A Terrifying Bear Attack
So, this month I finally watched The Revenant. (It’s been out since 2015.)
The way the movie usually gets summarized is, “Leonardo DiCaprio’s character gets mauled by a bear, and his companions leave him for dead.”
Well, they don’t exactly leave him for dead. There is a lot of back and forth. There is money involved, and racial tensions, plus the difficulty of carrying a grievously injured man through rough country on a litter. But yes, basically, he does end up getting left for dead at some point, after efforts have been made to save him (and other efforts to finish him off).
Anyway, after watching, the big question in my mind was the same as in everyone else’s after seeing the movie: How in the world did they film the scene where he gets mauled by a bear?
It looks really real. I have embedded a YouTube clip of it at the end of this section, which you can watch if you have the stomach for it. At one point, the bear steps on the supine man’s head, stretches its neck forward, and snuffles directly at the camera. The glass fogs up from its breath.
Please tell me they didn’t use a real bear.
The first step, of course, was to study the credits carefully. Let’s see … Native American and First Nations acting agency … thanks to the Pawnee and Arikara nations … cultural consultants …. this stuff is fascinating. (One thing I loved about the movie was that subtitles, not dubbing, were used whenever characters were speaking Arikara, Pawnee, or French.) Oh, here it is. Animal wranglers.

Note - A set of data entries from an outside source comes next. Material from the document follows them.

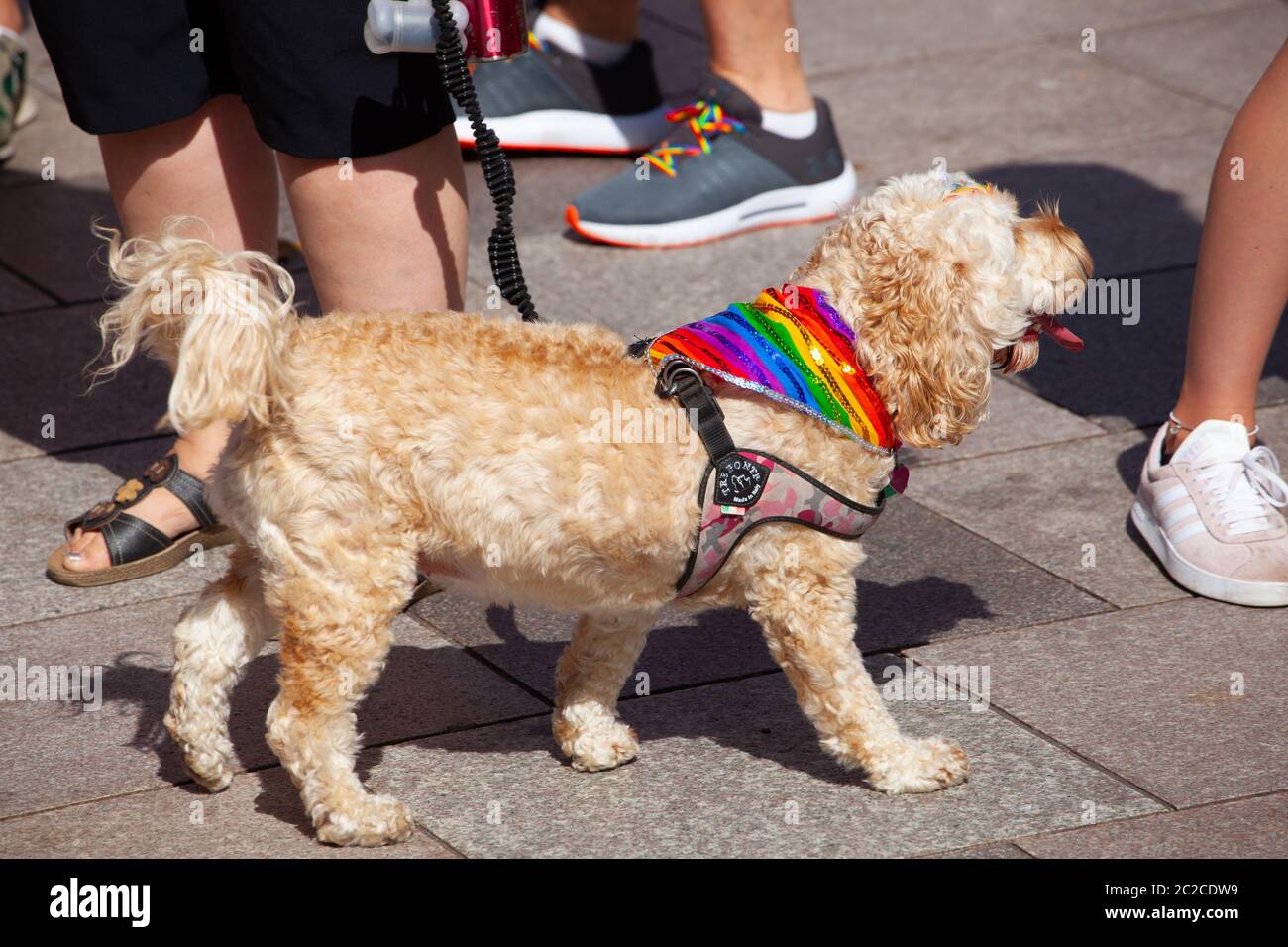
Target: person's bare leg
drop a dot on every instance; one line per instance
(11, 16)
(616, 21)
(390, 232)
(750, 48)
(214, 166)
(1240, 283)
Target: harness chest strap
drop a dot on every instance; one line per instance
(784, 493)
(791, 347)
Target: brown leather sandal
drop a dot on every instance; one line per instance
(134, 547)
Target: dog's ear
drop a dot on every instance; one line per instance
(922, 347)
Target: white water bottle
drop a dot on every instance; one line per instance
(407, 26)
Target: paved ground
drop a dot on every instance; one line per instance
(1125, 715)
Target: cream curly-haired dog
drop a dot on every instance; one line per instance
(369, 444)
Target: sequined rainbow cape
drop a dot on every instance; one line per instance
(790, 346)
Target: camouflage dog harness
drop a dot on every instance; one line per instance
(793, 347)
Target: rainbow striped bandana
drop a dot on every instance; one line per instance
(790, 346)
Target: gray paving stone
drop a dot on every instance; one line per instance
(1128, 375)
(1008, 106)
(55, 248)
(44, 365)
(1047, 504)
(925, 579)
(1150, 693)
(56, 753)
(38, 496)
(1003, 849)
(833, 37)
(259, 815)
(716, 780)
(1137, 206)
(1224, 54)
(1243, 828)
(16, 294)
(1016, 419)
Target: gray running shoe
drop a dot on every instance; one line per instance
(717, 174)
(13, 86)
(549, 99)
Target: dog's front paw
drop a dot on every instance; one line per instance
(592, 738)
(918, 766)
(207, 754)
(370, 821)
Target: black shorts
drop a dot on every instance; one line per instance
(310, 84)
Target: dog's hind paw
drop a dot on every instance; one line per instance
(918, 766)
(593, 741)
(373, 821)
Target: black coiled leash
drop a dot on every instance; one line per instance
(502, 252)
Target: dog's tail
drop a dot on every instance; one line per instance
(218, 320)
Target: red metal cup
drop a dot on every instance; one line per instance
(497, 30)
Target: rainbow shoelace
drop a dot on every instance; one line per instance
(706, 120)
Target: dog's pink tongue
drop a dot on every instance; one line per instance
(1055, 329)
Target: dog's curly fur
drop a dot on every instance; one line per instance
(369, 444)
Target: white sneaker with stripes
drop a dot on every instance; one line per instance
(1212, 515)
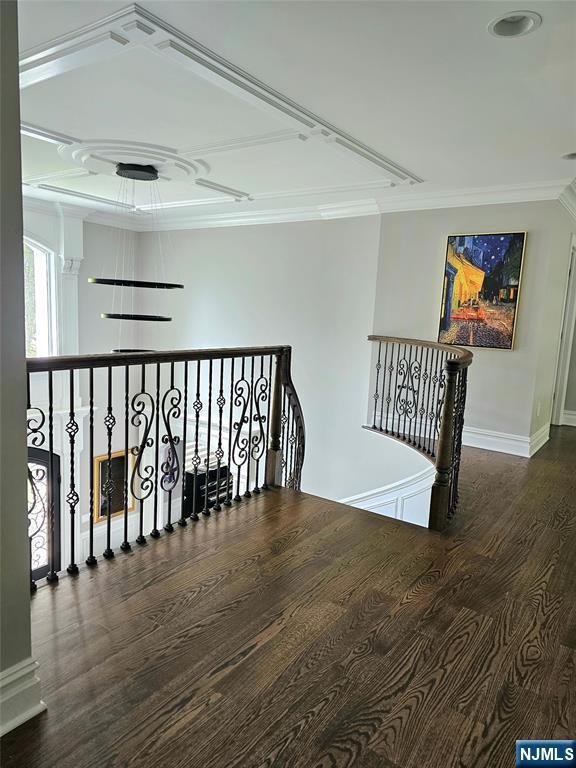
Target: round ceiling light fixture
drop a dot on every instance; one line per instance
(515, 24)
(137, 172)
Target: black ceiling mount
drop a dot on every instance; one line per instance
(120, 316)
(133, 283)
(137, 172)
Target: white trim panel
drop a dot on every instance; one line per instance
(20, 698)
(407, 500)
(504, 442)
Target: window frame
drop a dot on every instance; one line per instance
(52, 291)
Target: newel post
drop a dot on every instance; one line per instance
(440, 501)
(274, 456)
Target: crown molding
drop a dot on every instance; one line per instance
(468, 197)
(371, 204)
(568, 198)
(134, 26)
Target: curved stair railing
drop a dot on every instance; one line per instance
(150, 441)
(419, 398)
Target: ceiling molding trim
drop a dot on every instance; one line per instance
(462, 198)
(45, 134)
(568, 198)
(188, 217)
(135, 26)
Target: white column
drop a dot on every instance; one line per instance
(71, 253)
(19, 686)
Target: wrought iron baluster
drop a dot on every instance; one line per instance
(391, 370)
(240, 447)
(407, 400)
(258, 441)
(220, 402)
(52, 575)
(197, 405)
(425, 378)
(171, 466)
(141, 483)
(376, 394)
(125, 546)
(384, 377)
(247, 493)
(286, 417)
(182, 521)
(155, 533)
(265, 485)
(91, 559)
(109, 486)
(230, 479)
(432, 411)
(72, 496)
(206, 510)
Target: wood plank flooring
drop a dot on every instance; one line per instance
(291, 631)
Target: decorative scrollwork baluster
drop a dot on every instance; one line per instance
(182, 521)
(258, 441)
(240, 448)
(220, 402)
(155, 533)
(141, 483)
(265, 486)
(125, 545)
(171, 411)
(109, 486)
(52, 575)
(72, 496)
(230, 479)
(206, 509)
(197, 405)
(37, 517)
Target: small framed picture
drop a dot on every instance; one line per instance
(111, 479)
(482, 277)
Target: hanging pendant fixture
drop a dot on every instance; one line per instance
(145, 173)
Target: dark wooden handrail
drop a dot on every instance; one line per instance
(463, 355)
(419, 399)
(114, 359)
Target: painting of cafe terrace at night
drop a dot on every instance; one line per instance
(481, 288)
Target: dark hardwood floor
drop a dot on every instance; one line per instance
(294, 631)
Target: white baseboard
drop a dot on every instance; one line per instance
(407, 499)
(19, 695)
(504, 442)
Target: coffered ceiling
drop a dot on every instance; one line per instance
(313, 125)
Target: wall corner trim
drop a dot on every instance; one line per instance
(504, 442)
(20, 698)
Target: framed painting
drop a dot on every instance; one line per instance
(117, 468)
(482, 277)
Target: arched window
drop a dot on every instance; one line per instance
(39, 300)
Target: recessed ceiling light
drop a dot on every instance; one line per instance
(515, 24)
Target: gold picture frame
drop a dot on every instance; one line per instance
(99, 512)
(481, 291)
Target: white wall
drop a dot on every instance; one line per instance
(509, 391)
(310, 285)
(570, 401)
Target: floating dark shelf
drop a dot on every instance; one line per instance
(133, 283)
(118, 316)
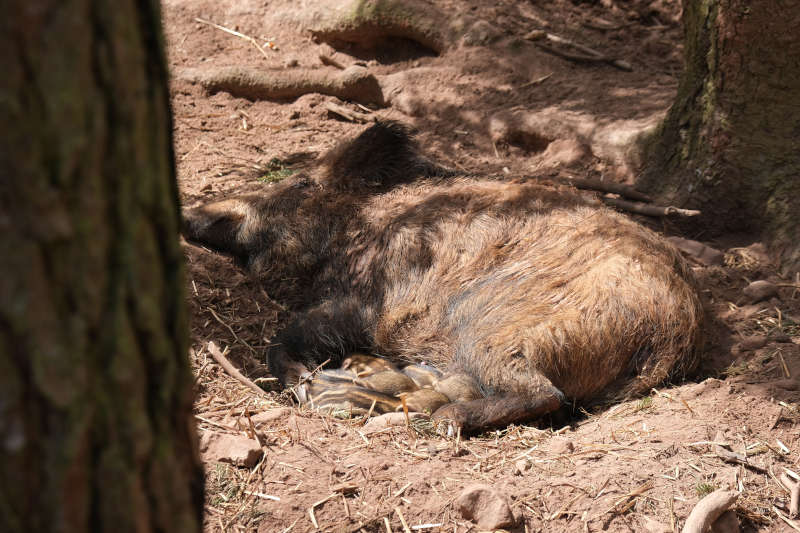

Wolves supplied by. Horses supplied by. Eagle supplied by. Hmm. There were no actual bears mentioned, but there were “animal puppeteers” and tons of animators.
It looks like it wasn’t a real bear.
Next step: Google. I found this article, where I learned that no, it wasn’t a real bear. It was a man in a blue suit. Even so, it took them four days just to shoot the six-minute scene, and then the bear’s muscles, skin, and fur had to be animated in separate layers.
The other disturbing thing was this: the only reason they didn’t use a real bear, was that captive bears nowadays are all too fat to be realistic.
I think that was a good move on their part.
Yes, in some ways the violent and unscrupulous humans are scarier, but actually … no. They are not. The scariest thing is the bear.
Euphemisms for Bear
It may surprise you to learn that the English word bear is not actually the original Indo-European word. It is a euphemism. The word used by the Indo-European ancestors, on the Ukrainian plains, was something like hrtko. My Indo-European dictionary explains in a sidebar:
The Proto-Indo-European word for “bear,” rtko-, was inherited in Hittite hartaggash, Sanskrit rksah, Greek arktos, Latin ursus, and Old Irish art.
But in the northern branches [of the Indo-European language family], the word has undergone taboo replacement. The names of wild animals are often taboo to hunters … Among the new expressions for “bear” were “the good calf” in Irish, “honey pig” in Welsh, “honey eater” in Russian, and “the licker” in Lithuanian. English “bear” and its other German cognates are also the result of taboo replacement, as etymologically they mean “the brown one.” (see bher-)The American Heritage dictionary of Indo-European Roots, p. 74
(In case any linguistics purists are reading this, I should note that important diacritic marks are missing from the Indo-European, Hittite, and Sanskrit words in this quote.)
We can imagine that there were a number of terrifying attacks behind this taboo replacement. Or perhaps there was just one, well- (or horribly-) timed one, early in the northern Indo-Europeans’ journey towards their eventual homelands.
So, here are some euphemisms for bear:
- bear/bruin (“the brown one”)
- Beowulf (“bee-wolf”)
- Medved (“honey eater”) (honey = mead)
In my books, the family ends up calling bears “the bad one.”
I like bears. But only as an idea. As actual creatures, they have earned their place on this October’s list of … Scary Things.